# A few from the weekend



## Gary Bottger (Nov 24, 2004)

Nebraska Farm Pond Bass Fishing


----------



## njsimonson (Sep 24, 2002)

Sweeeeet fish!

Gotta love those little lakes an ponds!

Tight lines!


----------



## bigblackfoot (Mar 12, 2003)

Minnesota's season opens this weekend i cant wait until tommorow. Good luck to everyone.


----------



## njsimonson (Sep 24, 2002)

If by "this weekend" you mean "last weekend" you are correct 

Muskie opener is this weekend in Lakes Country.


----------



## Gary Bottger (Nov 24, 2004)

We had to head up to some public land to give it a go. We both were wondering if we could even make it down the road with the gully washer of the night before. Ditches had flooded and water was over the road in more place then not. Our fears were justified as we pulled up to the boat dock and spied nothing but brown water.  Well Super whisker decided he was going to pull up the dock so we wouldn't get wet. He wades in and slaps the 900 pound runner for the dock on his back and moves it up on some debris. lol Did I mention he had a bad back. 

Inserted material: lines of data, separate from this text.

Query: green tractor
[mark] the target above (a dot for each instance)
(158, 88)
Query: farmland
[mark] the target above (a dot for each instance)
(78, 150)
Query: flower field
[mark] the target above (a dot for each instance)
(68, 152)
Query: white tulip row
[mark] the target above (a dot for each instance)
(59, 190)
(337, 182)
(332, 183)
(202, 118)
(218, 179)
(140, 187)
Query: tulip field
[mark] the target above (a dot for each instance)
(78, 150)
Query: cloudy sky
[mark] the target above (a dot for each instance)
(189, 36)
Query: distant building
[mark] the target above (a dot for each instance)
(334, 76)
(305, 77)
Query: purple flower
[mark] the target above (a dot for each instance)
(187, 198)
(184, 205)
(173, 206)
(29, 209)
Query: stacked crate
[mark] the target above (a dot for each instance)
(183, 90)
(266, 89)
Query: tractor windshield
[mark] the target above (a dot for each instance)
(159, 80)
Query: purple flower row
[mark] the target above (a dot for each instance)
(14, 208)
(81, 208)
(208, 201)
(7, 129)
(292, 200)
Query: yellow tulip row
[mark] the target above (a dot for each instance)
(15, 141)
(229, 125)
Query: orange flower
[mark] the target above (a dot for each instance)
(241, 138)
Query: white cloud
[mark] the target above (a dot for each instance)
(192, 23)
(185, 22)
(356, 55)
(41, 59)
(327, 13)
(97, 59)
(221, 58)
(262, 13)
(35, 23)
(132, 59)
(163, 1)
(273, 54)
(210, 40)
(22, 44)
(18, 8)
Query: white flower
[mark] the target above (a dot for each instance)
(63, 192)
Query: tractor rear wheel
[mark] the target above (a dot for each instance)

We jump in the boat and head over to try this one area. Too our surprise there was some bank that wasn't dirty brown, it was actually clear and I could see some gills moving. It wasn't but a few minutes and I had landed the first fish of the day. A nice fat gill that looked like he needed to be fried.  We were on a trip for some eaters. We don't do it very often but we do like to eat fish. 

We got into a bunch of smaller bass right away and had 8 or 10 in the boat in less then a half hour. Most were smaller then 11 inches but all of them thought they were 10 pounders so we decided to move over to the other side and see what it head. Whisker nailed a nice 14 inch fish right out of the gate on the muddy side. We fished it hard for another hour and didn't raise another fish.  Back to the clear water we went and I must say the mud was making ground. It had moved another 30 yards up since we were last over there.

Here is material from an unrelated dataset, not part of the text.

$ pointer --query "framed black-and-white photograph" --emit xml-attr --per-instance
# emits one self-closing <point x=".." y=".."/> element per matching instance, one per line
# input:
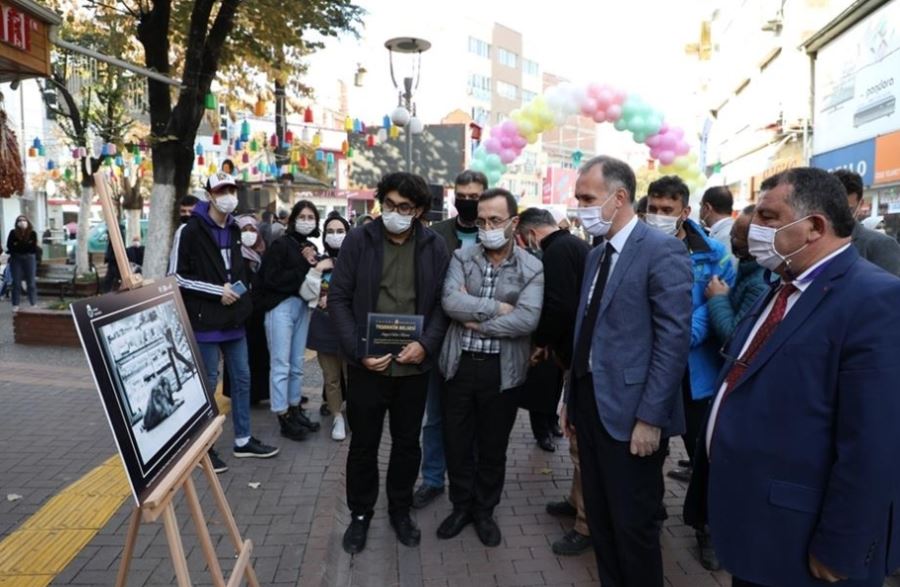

We worked the clear water bank with mostly plastics until this old bass decided to commit suicide and show a big swirl way the hell out there. I grabbed my bait caster with a chug plug on it. I knew it was the only thing I had a chance to cast that far with. I whipped it and was a few feet left of where the fish swirled, no matter. The first pop it and it was on. Great fighting fish that did more then a few full body out of the water jumps and acted like he was a ten pounder.  The fish were in a very agressive pattern and a few times while catching small fish larger ones would chase them out but never did commit. 

Both whisker and I kept at them with plastics and top water. The chug bug seemed to be the ticket but mike caught a few nice fish on Pop R. Dead sticked pumpkin seed worms were the mainstay for most of the day and I could only guess on how many fish we caught that day. Tons of dinks but all gave up good fights.  We ended up keeping 3 fish (two I caught on a top water and one on a plastic worm). My guess is it will be a good two weeks until it clears up and by that time the spawn might be over. :shock:


----------



## Gary Bottger (Nov 24, 2004)

It was a day to remember. First I nailed this nice farm pond smallie that measured 15 inches. 









Hit another nice fish on what Mr. Holly would call a psychedelic florescent chug bug  Chug Bug was the money bait for the bigger fish.









Then you just can't beat plastics fished in the holes. Another quality 20 inch farm pond bass.  I won't say anything about the one that got away (from both Mike and I). 









Mike decided he had enough of letting me catch all the fish. He decided to get in the game.  - The little old moss frog did the trick.









Here is another one Mike got on top water. Within mere feet of the other 25 fish we landed in that spot.


----------